Si Henry est le complice d’Esterhazy, la lettre volée ouvre l’abîme sous ses pas. S’il ne l’est pas, elle lui apprend que son ami est infâme. Il s’agirait de son frère qu’il a le devoir étroit de parler, ayant reconnu l’écriture familière, si caractéristique. Lui surtout, l’un des chefs du service de l’espionnage, il ne peut se taire, même d’un soupçon, rien que pour éviter une chance possible d’erreur.

Qu’il soit l’associé du traître ou simplement son ami, le plus simple n’est-il pas de détruire la lettre accusatrice, unique et fragile preuve ?

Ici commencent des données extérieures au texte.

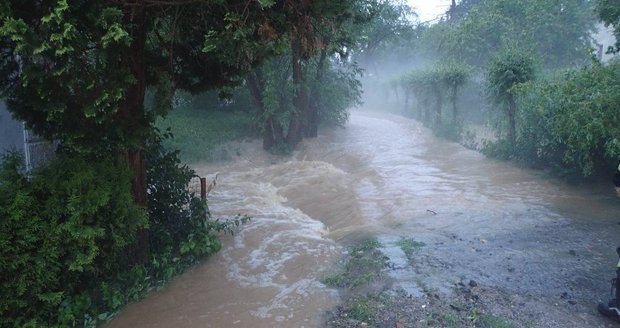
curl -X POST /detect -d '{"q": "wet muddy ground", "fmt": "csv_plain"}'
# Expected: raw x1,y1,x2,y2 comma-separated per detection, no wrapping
109,113,620,328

La lettre fût venue, en morceaux, par le cornet que l’opération eût été, en effet, facile et sans danger.

La Bastian était illettrée, enfermait pêle-mêle dans des paquets les fragments épars de papier qu’elle ramassait, sans chercher à les réunir et à les lire. Nulle trace, pour cette fois, ne fût restée du crime. Mais Brücker sait la valeur des choses ; il a lu la lettre, en a estimé le prix. Qu’Henry essaye de lui persuader qu’elle est sans valeur, bonne à jeter au feu, l’agent, trop intelligent, va se cabrer. Il ne se laissera pas frustrer du bénéfice du coup hardi qu’il vient de faire. Il parlera, à Cordier, à

  1. Et non 2.000 francs, comme me l’a écrit, le 23 juin 1898, Cornwallis Conybeare, de l’Université d’Oxford. — Voir mon volume : Vers la Justice par la Vérité, p. 141.